South Korea’s players had no idea their surreal FIFA World Cup qualifier in Pyongyang on Tuesday would be played in an empty stadium — a match Tottenham Hotspur star Son Heung-min described as “very aggressive” and one official likened to warfare.
The contest against North Korea ended 0-0, with FIFA president Gianni Infantino one of just a handful of spectators at a match almost completely blocked off from the outside world.
It was the first-ever competitive encounter between the men’s sides hosted by the North, a historic face-off between two countries still technically at war, but took place with no live broadcast and no foreign media in attendance.
The debacle raises doubts over the prospects for further North-South sporting cooperation, once a driver of nuclear diplomacy.
Until the very last minute, the South’s team had no idea that even North Korean spectators would be absent.
“We expected 50,000 people to come pouring in once the door opened, but they didn’t come,” Korea Football Association vice president Choi Young-il said as the team arrived back at Incheon International Airport early yesterday.
“The gates never opened.
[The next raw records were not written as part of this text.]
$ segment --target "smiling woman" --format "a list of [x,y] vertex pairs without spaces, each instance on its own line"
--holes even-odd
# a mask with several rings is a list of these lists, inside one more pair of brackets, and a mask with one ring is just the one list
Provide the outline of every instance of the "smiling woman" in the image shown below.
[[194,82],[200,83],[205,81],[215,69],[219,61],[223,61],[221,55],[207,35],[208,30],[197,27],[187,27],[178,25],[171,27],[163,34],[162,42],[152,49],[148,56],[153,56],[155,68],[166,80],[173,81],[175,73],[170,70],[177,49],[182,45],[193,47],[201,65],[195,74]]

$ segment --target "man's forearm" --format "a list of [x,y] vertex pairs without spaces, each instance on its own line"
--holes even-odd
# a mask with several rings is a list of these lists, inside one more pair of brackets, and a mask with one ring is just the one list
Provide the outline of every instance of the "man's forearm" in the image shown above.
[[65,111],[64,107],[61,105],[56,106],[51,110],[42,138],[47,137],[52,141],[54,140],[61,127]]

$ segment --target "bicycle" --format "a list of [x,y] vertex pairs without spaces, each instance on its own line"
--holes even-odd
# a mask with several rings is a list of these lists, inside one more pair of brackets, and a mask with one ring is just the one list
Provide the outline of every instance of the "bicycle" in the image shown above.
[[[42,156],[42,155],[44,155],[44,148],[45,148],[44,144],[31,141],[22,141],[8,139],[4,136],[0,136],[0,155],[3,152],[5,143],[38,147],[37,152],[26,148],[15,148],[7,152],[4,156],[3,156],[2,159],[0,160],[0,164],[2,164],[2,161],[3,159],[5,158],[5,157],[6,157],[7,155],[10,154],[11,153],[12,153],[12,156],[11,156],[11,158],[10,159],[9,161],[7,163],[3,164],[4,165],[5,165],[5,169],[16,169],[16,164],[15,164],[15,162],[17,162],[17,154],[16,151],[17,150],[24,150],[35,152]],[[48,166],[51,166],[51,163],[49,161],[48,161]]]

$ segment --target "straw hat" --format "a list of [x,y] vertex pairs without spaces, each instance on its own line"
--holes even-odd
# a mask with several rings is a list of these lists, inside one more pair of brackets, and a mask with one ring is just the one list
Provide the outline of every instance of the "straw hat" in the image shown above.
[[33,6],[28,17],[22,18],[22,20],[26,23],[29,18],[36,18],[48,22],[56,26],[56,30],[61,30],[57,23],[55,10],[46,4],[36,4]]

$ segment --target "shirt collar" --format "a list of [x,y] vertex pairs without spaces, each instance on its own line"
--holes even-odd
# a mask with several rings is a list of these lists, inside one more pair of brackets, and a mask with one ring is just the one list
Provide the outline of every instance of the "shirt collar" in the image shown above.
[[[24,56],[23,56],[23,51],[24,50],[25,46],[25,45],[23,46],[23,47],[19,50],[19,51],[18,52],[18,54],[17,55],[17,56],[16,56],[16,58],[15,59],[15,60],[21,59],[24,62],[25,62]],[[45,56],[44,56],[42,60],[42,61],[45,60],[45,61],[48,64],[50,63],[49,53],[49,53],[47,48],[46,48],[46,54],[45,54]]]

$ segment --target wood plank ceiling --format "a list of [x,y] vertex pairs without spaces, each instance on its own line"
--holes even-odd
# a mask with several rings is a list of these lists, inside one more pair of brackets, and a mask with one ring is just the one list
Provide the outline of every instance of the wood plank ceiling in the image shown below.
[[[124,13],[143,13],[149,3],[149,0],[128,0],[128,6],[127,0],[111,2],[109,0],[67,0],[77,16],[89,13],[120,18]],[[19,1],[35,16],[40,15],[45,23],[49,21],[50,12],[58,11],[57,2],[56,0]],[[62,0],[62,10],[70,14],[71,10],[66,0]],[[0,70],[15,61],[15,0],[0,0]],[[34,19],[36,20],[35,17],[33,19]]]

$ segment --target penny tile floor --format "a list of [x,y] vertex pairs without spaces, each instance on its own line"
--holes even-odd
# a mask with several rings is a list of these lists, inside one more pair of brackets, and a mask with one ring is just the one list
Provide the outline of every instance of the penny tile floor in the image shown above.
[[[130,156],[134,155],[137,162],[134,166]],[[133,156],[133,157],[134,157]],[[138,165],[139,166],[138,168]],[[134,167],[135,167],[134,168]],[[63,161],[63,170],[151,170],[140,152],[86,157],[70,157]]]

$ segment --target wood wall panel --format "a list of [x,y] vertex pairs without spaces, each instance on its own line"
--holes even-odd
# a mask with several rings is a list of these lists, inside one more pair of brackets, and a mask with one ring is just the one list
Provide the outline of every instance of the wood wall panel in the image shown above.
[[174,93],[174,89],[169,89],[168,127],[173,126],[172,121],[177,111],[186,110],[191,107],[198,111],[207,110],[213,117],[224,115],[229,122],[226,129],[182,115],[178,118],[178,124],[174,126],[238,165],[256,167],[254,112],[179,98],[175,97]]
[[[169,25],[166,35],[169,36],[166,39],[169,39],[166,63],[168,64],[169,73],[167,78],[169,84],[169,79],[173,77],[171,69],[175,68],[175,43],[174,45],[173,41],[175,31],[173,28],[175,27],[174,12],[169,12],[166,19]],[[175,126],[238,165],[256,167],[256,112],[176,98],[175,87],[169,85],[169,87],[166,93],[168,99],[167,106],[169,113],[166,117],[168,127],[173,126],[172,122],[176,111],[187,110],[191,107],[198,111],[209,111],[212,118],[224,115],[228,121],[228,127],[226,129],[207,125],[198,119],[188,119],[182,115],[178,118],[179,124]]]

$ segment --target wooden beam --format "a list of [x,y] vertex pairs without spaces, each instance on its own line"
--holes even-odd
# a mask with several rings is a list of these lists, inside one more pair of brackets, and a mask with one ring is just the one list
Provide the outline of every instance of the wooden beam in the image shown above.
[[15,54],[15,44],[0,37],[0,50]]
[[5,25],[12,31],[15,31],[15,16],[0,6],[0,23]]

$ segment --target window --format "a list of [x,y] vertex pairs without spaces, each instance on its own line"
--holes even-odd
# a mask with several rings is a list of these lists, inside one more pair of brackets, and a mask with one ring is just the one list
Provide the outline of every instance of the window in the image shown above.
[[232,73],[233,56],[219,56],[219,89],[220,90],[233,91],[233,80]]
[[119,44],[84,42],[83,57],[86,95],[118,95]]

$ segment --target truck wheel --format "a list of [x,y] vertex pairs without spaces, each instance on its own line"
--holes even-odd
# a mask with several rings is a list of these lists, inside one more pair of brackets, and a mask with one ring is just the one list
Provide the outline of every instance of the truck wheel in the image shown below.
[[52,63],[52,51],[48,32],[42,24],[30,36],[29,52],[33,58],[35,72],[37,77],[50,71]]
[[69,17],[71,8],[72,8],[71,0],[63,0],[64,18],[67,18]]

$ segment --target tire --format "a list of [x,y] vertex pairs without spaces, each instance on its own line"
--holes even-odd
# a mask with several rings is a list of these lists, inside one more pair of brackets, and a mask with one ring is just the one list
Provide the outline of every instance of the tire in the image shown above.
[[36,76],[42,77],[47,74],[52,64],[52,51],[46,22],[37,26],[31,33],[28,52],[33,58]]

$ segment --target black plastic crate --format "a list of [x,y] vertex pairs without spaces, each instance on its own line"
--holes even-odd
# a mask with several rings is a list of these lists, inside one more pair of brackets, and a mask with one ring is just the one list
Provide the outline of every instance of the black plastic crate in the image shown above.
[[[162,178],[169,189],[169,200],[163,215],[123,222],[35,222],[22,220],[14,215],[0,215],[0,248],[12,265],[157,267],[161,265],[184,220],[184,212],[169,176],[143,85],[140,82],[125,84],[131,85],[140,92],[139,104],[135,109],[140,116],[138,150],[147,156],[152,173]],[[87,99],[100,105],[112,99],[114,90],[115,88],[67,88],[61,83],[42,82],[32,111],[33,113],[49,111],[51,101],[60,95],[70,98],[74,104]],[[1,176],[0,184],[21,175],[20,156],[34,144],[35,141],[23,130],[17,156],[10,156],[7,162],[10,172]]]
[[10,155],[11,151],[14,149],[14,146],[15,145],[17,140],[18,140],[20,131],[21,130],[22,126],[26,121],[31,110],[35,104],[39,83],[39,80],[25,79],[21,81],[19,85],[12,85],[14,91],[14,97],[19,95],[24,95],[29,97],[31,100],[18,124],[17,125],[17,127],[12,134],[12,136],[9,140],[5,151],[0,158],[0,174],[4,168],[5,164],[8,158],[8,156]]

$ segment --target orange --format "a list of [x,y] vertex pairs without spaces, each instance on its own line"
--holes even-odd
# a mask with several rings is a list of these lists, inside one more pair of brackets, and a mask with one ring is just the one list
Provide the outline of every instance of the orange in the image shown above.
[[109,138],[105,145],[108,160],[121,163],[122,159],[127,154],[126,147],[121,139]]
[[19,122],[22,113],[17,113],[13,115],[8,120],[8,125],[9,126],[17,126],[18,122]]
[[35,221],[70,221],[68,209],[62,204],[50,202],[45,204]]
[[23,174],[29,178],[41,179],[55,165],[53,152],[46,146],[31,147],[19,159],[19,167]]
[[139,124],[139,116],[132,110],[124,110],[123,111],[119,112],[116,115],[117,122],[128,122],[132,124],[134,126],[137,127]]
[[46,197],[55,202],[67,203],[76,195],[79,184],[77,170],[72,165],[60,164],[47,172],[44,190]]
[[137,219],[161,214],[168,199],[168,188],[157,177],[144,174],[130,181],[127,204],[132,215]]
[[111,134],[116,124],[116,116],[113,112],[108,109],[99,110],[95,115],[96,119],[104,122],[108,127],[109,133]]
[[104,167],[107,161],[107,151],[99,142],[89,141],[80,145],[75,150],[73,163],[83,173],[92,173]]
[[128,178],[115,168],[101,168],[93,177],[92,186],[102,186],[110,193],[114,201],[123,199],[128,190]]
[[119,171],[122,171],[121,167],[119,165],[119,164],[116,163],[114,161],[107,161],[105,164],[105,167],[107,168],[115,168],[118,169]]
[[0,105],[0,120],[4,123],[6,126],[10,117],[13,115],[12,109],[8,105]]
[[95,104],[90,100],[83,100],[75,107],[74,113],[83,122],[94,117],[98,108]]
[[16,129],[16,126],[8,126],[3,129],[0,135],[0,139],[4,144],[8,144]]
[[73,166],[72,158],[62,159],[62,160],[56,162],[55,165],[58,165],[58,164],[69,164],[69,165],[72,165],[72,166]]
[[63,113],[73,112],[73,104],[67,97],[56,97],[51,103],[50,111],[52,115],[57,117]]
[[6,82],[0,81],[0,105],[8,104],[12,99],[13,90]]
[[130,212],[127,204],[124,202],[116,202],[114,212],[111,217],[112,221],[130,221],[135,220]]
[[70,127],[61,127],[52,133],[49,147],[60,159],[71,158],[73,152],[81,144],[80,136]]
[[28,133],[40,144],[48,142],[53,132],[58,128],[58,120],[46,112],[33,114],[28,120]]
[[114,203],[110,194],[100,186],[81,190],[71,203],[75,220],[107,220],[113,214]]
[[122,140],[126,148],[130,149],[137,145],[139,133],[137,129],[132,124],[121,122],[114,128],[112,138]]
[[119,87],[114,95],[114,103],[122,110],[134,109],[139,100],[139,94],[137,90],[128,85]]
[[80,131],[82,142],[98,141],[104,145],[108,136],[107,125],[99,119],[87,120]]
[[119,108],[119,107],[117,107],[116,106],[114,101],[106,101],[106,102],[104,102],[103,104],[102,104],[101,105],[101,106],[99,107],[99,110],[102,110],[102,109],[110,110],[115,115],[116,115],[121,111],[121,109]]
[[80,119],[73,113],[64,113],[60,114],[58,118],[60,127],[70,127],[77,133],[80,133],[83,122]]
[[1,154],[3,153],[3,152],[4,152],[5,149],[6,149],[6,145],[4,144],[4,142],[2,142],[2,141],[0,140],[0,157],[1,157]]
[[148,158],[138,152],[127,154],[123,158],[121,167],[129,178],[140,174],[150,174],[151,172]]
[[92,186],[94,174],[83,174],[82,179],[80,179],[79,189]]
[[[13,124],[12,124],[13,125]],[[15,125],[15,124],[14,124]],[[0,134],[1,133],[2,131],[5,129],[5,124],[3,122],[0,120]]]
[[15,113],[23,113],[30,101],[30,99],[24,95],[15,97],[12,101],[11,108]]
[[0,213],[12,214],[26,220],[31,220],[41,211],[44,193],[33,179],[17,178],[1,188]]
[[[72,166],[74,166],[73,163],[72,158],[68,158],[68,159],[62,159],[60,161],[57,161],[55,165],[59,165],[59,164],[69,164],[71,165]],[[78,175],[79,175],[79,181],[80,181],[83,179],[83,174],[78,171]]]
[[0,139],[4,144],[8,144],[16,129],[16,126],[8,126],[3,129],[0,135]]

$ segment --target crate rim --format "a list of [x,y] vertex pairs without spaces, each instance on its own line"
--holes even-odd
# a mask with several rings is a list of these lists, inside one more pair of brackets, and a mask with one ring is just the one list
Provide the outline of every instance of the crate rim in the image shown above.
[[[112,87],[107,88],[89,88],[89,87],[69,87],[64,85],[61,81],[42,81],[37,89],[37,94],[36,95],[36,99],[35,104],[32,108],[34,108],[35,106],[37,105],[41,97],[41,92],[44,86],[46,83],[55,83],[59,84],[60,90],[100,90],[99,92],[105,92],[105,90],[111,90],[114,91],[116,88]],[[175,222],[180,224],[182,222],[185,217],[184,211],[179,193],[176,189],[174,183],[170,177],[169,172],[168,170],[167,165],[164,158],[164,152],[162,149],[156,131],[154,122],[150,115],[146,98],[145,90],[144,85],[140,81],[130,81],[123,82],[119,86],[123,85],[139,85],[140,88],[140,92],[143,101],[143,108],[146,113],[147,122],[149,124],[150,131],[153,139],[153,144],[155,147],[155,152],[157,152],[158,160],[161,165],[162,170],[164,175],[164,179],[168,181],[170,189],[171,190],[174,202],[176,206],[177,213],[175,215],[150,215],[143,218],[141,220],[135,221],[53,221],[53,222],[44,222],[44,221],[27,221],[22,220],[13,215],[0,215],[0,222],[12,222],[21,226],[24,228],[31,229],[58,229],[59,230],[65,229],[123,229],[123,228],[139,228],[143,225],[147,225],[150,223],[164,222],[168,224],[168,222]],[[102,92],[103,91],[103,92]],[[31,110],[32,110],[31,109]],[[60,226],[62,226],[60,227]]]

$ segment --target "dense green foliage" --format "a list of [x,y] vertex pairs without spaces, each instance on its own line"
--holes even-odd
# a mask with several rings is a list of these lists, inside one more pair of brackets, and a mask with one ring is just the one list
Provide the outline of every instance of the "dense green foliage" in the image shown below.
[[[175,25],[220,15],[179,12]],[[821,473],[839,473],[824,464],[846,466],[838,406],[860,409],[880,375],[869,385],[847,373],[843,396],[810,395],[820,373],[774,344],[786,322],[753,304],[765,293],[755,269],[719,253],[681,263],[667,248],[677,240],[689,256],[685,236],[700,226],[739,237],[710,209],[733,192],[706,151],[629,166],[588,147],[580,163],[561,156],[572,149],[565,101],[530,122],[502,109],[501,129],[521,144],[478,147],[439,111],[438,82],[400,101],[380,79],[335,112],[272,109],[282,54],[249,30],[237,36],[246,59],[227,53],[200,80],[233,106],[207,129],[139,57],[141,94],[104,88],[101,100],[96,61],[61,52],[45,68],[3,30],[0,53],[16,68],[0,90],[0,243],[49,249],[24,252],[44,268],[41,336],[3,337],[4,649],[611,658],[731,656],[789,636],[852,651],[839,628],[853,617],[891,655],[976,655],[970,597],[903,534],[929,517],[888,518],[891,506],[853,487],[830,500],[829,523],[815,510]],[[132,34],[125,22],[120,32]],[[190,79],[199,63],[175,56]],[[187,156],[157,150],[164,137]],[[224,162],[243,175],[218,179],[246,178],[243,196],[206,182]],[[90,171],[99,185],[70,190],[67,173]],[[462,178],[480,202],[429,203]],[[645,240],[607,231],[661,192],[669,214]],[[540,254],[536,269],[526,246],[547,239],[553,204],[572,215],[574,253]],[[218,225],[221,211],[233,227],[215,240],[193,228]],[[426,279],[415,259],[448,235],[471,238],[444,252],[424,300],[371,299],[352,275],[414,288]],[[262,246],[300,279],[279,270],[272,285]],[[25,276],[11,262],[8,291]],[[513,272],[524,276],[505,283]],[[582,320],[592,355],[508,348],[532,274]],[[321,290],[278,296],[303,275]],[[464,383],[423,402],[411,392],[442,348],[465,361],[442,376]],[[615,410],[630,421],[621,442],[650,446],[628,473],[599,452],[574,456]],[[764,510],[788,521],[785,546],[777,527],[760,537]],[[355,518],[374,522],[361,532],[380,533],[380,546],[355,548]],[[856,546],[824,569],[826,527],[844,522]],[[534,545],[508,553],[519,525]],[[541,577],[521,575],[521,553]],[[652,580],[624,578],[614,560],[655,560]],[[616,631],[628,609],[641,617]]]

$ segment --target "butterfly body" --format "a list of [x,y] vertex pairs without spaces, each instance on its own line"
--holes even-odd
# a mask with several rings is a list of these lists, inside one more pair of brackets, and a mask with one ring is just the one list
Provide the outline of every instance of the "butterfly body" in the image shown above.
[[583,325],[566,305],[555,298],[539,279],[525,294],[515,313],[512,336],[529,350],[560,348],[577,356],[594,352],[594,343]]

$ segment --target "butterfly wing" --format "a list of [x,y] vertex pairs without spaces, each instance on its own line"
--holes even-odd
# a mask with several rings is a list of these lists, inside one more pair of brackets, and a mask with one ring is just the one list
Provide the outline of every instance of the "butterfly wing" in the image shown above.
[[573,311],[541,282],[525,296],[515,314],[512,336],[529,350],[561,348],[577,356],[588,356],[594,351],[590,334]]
I was really surprised. The players and coach were surprised too,” he said.
Choi said that he had asked about the absence of local fans and a North Korean official told him: “Maybe they didn’t want to see it.”
Son, who captained South Korea’s team, was taken aback by the Northerners’ rough tactics.
“The match was very aggressive to a degree that I think it’s a huge achievement just to return safely without being injured,” Son said. “There was a lot of severe swearing.”
Choi added that he had never seen such aggression on the pitch before.
“It was like war,” he said.
Tuesday’s match came in the wake of a series of North Korean missile tests that raised tensions in the region and after the breakdown of talks with the US over Pyongyang’s weapons programs.
Since the collapse in February of a summit in Hanoi between North Koren leader Kim Jong-un and US President Donald Trump, Pyongyang has regularly excoriated Seoul, ruling out prospects of inter-Korean dialogue.
It is a far cry from the cross-border warmth of last year, when South Korean President Moon Jae-in seized on the Pyeongchang Winter Olympics to broker the Pyongyang-Washington discussion process.
At the time, Moon and Kim discussed and agreed on further sports exchanges, including a joint bid to host the 2032 Olympics.
However, the North’s official Korean Central News Agency issued only a two-line dispatch on Tuesday’s match, saying: “The game of attacks and counterattacks ended in a draw.”
In a commentary yesterday, the South’s Korea JoongAng Daily said: “We may just have to thank North Korea for sending our football team back home safely.”
“How can South Korea think of cohosting the Olympics with such a treacherous counterpart?” it added.
Infantino said that he was “disappointed” after attending the event and “surprised” by the absence of fans, along with other issues.
Infantino has previously proposed the idea of the two Koreas jointly hosting the 2023 FIFA Women’s World Cup.
However, outraged South Korean fans, who had to settle for basic updates provided by FIFA throughout the match that were limited to yellow cards and substitutions, said that they were fed up with sporting exchanges with the North.
“How can a country that blocks spectators and bans live broadcasts host the World Cup?” one person asked online.
“Don’t ever talk about joint teams with North Korea or cohosting anything,” another added.